The Division of Trading and Markets is developing what it calls an “innovation exemption” — a framework that would allow platforms using distributed ledger technology to experiment with trading tokenized securities outside the full weight of traditional market structure rules, while permanent regulations are developed. The details remain to be worked out, but the concept signals a regulatory posture that is fundamentally different from the prior approach.

For companies that were penalized under the prior regime for failing to comply with rules that the Commission now acknowledges may not fit — the irony is bitter but the practical lesson is clear. The regulatory environment has changed. The arguments available to defense counsel have expanded. And the window for using those arguments is open now.

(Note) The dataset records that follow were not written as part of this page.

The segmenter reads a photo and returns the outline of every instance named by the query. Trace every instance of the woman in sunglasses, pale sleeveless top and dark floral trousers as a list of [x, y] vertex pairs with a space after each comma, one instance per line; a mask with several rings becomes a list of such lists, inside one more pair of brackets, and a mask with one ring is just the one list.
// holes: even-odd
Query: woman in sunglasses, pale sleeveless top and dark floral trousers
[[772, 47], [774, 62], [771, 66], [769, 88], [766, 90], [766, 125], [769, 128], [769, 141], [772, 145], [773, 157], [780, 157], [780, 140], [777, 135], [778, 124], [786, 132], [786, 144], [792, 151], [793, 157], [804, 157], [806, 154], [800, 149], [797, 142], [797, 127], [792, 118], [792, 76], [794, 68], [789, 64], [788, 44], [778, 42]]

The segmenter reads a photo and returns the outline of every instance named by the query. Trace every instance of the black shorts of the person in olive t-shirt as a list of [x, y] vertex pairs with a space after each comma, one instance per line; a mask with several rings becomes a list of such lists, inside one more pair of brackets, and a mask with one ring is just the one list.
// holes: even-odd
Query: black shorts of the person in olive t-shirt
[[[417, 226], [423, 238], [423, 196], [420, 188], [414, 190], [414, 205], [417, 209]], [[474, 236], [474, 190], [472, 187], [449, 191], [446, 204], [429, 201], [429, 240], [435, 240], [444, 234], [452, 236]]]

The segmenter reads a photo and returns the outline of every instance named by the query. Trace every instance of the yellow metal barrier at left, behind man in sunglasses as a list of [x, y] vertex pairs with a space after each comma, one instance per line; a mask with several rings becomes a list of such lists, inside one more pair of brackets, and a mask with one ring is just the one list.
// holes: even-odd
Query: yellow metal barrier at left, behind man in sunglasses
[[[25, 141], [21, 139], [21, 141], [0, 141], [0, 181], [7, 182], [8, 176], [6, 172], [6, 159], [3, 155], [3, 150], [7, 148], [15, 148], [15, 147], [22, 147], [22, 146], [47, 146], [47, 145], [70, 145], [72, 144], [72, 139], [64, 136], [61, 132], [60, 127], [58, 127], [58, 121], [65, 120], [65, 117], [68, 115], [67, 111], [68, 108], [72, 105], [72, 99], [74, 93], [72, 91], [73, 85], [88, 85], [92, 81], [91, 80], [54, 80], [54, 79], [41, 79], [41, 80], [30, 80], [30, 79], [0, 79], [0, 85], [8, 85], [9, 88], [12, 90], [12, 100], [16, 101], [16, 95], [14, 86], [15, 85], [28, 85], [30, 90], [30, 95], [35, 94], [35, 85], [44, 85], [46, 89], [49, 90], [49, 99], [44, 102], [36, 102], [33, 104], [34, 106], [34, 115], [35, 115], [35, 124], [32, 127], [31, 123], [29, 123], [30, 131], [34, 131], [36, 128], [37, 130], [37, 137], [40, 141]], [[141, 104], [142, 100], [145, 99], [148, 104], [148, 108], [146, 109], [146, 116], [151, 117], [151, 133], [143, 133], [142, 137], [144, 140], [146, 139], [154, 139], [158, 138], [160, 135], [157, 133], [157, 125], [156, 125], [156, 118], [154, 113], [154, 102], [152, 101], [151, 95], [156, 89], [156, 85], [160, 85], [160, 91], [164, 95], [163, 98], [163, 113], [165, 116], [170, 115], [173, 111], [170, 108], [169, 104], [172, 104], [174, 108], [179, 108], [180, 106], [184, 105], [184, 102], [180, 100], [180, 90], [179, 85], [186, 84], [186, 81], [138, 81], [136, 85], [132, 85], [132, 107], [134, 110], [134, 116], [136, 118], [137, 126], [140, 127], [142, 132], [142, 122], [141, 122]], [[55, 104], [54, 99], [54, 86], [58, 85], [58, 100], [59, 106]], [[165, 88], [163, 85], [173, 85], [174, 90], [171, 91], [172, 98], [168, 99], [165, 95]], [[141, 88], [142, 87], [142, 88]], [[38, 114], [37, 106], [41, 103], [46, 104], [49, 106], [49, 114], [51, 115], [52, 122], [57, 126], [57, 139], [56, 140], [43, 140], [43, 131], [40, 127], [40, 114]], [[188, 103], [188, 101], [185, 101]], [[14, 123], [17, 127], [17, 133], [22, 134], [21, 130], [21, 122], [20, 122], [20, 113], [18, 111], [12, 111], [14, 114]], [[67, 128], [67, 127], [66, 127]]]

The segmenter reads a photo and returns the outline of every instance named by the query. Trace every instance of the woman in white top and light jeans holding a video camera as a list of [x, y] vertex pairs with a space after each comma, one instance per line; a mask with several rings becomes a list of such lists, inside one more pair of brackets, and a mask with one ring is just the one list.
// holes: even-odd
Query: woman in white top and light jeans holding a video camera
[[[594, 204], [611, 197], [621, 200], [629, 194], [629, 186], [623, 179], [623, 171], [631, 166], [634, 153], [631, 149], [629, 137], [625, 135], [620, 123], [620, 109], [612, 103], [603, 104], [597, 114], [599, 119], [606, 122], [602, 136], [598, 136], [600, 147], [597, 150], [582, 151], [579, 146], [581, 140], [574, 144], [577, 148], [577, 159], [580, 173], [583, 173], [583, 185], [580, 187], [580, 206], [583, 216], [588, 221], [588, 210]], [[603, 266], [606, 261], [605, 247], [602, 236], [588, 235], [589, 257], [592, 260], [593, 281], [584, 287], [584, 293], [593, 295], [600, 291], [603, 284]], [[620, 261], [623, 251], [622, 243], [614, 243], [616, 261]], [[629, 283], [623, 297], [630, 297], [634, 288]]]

What companies and counsel should do

If you have a pending investigation: Request a meeting with Enforcement staff to discuss the interpretive release’s application to your matter. Frame the conversation around the taxonomy, the transformation doctrine, and the Commission’s stated policy shift. If the asset at issue is not a security under the new framework, ask for the investigation to be closed.

If you have received a Wells notice: Your Wells submission should lead with the interpretive release. Integrate the taxonomy analysis, the transformation doctrine, and the Commission’s public repudiation of regulation by enforcement. The three-commissioner consensus that the prior approach was wrong is not just helpful context — it is a statement about how the current Commission views the very theory under which your client was investigated.

If you are in active litigation: Evaluate whether a motion to dismiss or a request for voluntary dismissal is appropriate in light of the changed regulatory framework. The SEC has voluntarily dismissed crypto cases in recent months. If your case rests on a legal theory that the Commission has now publicly abandoned, the staff may be receptive to a resolution that avoids an adverse precedent.

If you have not been contacted but were operating in the gray zone: The interpretive release is a compliance roadmap. Analyze your token, your platform, and your activities against the five-category taxonomy. If you are in a non-security category, document that analysis and preserve it. If you are in a gray area, engage with the Commission proactively — Corp Fin has signaled an open-door policy, and the Crypto Task Force is actively seeking industry input.

The regulatory pendulum has swung. For digital asset companies and their defense counsel, the opportunity to reshape pending matters and establish compliant pathways forward will not last indefinitely. The time to act is now.


Ashwin J. Ram is a partner at Buchalter LLP in Los Angeles, where his practice includes cryptocurrency and blockchain-related defense matters, securities litigation, and government investigations. He is admitted to practice in California, New York, Illinois, and the District of Columbia.